Ja, der Arbeitgeber muss Ihnen freigeben, damit Sie es betreuen können. Ihnen stehen dazu pro Krankheitsfall bis zu drei Tage zu. Sie müssen ein ärztliches Zeugnis Ihres Kindes vorlegen. Diese Absenzen werden Ihnen als Arbeitszeit angerechnet, wie bei eigener Krankheit, und die Lohnzahlung richtet sich nach Ihren arbeitsvertraglichen Regelungen. Falls die drei Tage nicht genügen, um die Pflege Ihres Kindes zu organisieren, dürfen Sie in begründeten Fällen der Arbeit auch länger fernbleiben. Die Absenz steht beiden Eltern zu, das heisst, sie kann auf sechs Tage kumuliert werden.

Wie sieht es mit Kinderarztterminen während der Arbeitszeit aus?
Der Arbeitgeber muss es Ihnen ermöglichen, diese Termine wahrzunehmen. Allerdings ist es nicht ganz klar, ob diese Zeit auch bezahlt werden muss, hier gibt es eine gesetzliche Unschärfe.
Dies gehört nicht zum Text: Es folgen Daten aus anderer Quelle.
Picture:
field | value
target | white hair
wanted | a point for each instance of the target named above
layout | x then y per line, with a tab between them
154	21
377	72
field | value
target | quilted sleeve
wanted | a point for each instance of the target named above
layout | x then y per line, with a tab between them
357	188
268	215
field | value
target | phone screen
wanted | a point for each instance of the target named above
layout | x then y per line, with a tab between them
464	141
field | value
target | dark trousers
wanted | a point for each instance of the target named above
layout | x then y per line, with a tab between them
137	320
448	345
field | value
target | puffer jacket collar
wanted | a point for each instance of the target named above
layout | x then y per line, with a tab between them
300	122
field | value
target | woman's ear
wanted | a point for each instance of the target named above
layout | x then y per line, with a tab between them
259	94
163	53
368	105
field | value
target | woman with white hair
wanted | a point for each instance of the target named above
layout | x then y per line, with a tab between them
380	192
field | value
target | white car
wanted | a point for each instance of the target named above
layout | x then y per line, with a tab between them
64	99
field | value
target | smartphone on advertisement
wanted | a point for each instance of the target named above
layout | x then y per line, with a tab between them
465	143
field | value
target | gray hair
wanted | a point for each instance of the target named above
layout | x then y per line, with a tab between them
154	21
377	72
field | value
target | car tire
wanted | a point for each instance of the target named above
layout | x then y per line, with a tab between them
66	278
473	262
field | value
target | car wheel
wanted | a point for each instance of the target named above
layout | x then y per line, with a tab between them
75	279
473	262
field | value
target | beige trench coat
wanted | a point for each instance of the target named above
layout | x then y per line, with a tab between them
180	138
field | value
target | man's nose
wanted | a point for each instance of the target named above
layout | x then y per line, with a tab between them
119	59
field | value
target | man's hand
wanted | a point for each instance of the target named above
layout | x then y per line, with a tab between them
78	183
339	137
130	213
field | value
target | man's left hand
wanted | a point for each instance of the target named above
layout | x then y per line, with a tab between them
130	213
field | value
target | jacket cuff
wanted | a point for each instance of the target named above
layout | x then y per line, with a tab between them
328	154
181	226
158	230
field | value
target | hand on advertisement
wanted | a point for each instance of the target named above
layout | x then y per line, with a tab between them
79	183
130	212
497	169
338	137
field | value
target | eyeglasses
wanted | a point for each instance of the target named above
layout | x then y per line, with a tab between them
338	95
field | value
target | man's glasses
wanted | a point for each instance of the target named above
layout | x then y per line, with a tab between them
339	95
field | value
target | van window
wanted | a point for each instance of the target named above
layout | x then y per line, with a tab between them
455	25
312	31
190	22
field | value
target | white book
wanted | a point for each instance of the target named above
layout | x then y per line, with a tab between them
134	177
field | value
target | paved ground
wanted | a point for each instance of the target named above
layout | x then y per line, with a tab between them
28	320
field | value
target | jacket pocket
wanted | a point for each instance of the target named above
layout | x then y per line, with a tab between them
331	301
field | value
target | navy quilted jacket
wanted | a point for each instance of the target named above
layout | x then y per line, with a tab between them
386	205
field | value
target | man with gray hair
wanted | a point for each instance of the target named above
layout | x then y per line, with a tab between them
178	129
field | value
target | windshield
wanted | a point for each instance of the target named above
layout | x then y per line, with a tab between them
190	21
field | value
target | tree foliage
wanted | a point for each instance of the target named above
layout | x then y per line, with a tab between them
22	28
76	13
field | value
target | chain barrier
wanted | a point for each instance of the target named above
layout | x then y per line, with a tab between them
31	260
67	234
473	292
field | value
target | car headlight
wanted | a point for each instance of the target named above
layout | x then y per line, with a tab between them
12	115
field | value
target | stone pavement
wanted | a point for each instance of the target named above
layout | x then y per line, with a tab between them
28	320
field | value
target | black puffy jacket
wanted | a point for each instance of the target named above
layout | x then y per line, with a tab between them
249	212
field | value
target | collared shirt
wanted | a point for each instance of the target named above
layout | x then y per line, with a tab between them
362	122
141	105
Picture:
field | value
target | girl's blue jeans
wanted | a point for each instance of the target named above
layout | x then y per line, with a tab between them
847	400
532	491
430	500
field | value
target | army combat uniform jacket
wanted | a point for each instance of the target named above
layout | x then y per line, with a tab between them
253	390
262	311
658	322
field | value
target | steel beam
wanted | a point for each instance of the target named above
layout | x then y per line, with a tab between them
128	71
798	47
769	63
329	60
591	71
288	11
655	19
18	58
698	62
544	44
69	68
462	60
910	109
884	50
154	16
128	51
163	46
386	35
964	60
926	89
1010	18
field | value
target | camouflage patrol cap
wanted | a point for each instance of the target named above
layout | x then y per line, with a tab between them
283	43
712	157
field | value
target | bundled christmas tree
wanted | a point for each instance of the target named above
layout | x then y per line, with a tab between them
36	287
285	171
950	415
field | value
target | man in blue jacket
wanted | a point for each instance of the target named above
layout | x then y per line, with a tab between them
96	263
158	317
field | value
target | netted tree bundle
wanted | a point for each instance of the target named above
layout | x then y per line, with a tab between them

Dürfen Väter den Vaterschaftsurlaub so legen, wie sie wollen, oder beginnt der rechtlich am Tag der Geburt?
Der Anspruch auf Vaterschaftsurlaub beginnt mit der Geburt. Er kann innerhalb von sechs Monaten am Stück oder in Tranchen bezogen werden.

Wie sieht es rechtlich aus, wenn ein Kind schwer erkrankt?
Seit 2021 haben Eltern Anspruch auf 14 Tage Betreuungsurlaub für Akutkranke, der über die Erwerbsersatzordnung (EO) bezahlt wird. Diesen Urlaub können Sie unter sich aufteilen. Das ist natürlich viel zu wenig. Wir empfehlen, mit Betroffenenorganisationen in Kontakt zu treten.

Ist es richtig, dass Eltern im Fall des Todes ihres Kindes nur drei Tage der Arbeit fernbleiben dürfen?
Ja, drei Tage sieht das Gesetz vor. Falls die Eltern in einem Betrieb mit einem Gesamtarbeitsvertrag (GAV) arbeiten, kann der Anspruch länger sein. Bei Coop haben die Angestellten dank des Gesamtarbeitsvertrags beispielsweise Anspruch auf fünf Tage. Das ist natürlich immer noch sehr wenig.